跟據上圖，前兩個主成份就涵蓋了將近80%的變異量。
但是當我們想要將商業類別標示在前兩個主成份的平面上的時候 …

fviz_pca_biplot(pcx)

由於類別太多(共508類)，大部分的類別都幾乎無法辨識。

3. 資料視覺化

近兩年來R的畫圖套件幾乎都具備了輸出互動網頁的能力，以下我們先寫一個helper function，來幫助我們檢視主成份分析的結果。
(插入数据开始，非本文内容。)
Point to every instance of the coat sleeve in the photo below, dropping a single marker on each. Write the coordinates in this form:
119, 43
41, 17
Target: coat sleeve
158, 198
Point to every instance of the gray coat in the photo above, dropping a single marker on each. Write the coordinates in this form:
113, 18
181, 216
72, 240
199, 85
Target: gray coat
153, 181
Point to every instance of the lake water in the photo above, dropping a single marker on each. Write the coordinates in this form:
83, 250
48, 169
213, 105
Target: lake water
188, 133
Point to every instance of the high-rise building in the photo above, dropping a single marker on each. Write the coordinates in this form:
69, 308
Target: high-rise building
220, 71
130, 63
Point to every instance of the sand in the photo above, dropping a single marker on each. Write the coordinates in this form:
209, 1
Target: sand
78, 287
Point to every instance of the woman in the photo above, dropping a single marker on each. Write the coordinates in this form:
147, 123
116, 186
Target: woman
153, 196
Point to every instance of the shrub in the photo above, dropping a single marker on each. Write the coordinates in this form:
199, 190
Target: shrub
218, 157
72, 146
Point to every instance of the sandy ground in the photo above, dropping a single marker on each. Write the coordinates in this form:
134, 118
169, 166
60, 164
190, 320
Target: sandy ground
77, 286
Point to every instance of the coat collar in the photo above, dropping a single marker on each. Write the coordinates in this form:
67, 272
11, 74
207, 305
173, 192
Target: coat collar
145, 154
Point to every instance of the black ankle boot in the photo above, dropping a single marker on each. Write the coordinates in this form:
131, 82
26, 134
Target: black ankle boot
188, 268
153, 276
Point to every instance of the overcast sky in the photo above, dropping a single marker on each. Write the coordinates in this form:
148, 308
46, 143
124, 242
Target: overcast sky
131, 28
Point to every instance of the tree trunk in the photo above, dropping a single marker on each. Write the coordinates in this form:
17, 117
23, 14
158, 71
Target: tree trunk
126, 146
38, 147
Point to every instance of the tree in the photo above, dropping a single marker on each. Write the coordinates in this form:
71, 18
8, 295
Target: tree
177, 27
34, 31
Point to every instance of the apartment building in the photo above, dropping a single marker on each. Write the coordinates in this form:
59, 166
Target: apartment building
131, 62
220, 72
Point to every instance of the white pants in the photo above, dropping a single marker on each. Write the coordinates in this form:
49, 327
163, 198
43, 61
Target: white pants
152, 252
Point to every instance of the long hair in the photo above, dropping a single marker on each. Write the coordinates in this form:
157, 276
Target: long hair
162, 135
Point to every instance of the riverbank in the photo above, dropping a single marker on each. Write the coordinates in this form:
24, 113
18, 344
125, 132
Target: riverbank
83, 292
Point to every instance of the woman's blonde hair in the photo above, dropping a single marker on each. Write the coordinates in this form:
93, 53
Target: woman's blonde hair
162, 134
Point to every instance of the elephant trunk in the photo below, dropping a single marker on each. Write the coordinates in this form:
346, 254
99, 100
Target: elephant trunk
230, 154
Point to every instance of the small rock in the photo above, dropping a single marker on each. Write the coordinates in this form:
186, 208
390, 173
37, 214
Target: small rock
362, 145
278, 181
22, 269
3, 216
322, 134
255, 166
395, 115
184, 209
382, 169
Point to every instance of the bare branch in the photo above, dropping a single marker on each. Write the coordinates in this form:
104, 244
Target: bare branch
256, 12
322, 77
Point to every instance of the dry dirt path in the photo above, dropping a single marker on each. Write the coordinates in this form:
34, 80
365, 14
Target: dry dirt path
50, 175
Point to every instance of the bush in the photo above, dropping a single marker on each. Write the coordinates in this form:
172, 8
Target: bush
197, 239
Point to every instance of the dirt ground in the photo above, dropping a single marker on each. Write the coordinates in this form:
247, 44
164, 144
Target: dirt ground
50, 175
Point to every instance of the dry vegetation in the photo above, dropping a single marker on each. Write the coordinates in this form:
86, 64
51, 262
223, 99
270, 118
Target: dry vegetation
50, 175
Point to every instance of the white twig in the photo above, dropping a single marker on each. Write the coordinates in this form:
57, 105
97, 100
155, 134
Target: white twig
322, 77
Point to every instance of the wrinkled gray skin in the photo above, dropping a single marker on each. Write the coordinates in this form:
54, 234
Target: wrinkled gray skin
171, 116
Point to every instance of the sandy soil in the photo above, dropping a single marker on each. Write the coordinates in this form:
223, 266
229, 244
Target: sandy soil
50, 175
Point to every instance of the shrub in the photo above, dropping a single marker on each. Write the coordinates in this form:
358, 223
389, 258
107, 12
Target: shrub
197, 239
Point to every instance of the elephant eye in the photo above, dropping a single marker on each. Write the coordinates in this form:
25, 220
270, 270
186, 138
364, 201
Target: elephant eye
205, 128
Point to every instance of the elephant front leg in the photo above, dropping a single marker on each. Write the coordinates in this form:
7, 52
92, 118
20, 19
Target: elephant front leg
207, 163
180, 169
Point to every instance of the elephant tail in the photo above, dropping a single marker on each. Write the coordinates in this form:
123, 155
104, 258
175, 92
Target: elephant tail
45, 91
# a helper function that generates Interactive PCA charts
bipcx = function(pcx, d1, d2, nvar, nobs, t1="", t2="",
                 main="Principle Component Anaylysis", 
                 obs='obs.', col.o='gold', ratio=0.7) {
  dfvar = pcx$var$coord %>% 
    {data.frame(name=rownames(.),x=.[,d1],y=.[,d2] )}
  dfvar = head(dfvar[order(-rowSums(pcx$var$cos2[,c(d1,d2)])),], nvar)
  dfobs = pcx$ind$coord %>% 
    {data.frame(name=rownames(.),x=.[,d1],y=.[,d2])}
  dfobs = head(dfobs[order(-rowSums(pcx$ind$cos2[,c(d1,d2)])),], nobs)
  dfvar[-1] = ratio*dfvar[-1]*max(abs(dfobs[,-1]))/max(abs(dfvar[-1])) 
  lsvar = dfvar %>% group_by_("name") %>%
    do(data = list(c(0, 0), c(.$x, .$y))) %>% list_parse()
  highchart() %>%
    hc_colors(substr(Set3, 0, 7)) %>% 
    hc_plotOptions( 
      line = list(
        marker=list(enabled=F),
        tooltip=list(pointFormat="{series.name}")),
      scatter = list(marker=list(radius=4, symbol="circle"))
      ) %>%
    hc_tooltip(headerFormat = "",valueDecimals=1,borderWidth=2) %>%
    hc_add_series_list(lsvar) %>%
    hc_add_series(data = list_parse(dfobs), 
      name = obs, type = "scatter", color = hex_to_rgba(col.o, 0.65),
      tooltip = list(headerFormat="",pointFormat="{point.name}")) %>%
    hc_chart(zoomType = "xy") %>%
    hc_add_theme(hc_theme_flatdark()) %>% 
    hc_title(text=main) %>% 
    hc_xAxis(title=list(
      text=sprintf("dim%d(%.2f%%) %s",d1,pcx$eig[d1,2],t1),
      style=list(color="white")))%>% 
    hc_yAxis(title=list(
      text=sprintf("dim%d(%.2f%%) %s",d2,pcx$eig[d2,2],t2),
      style=list(color="white"))) %>% 
    hc_legend(align="right", verticalAlign="top",layout="vertical")
  }

4. 情緒矩陣的主成份分析

使用上面bipcx()這個function，我們可以清楚的看到商業類別(由於後面的商業類別評論數不多，我們只畫前300個類別)在第一、二主成份 …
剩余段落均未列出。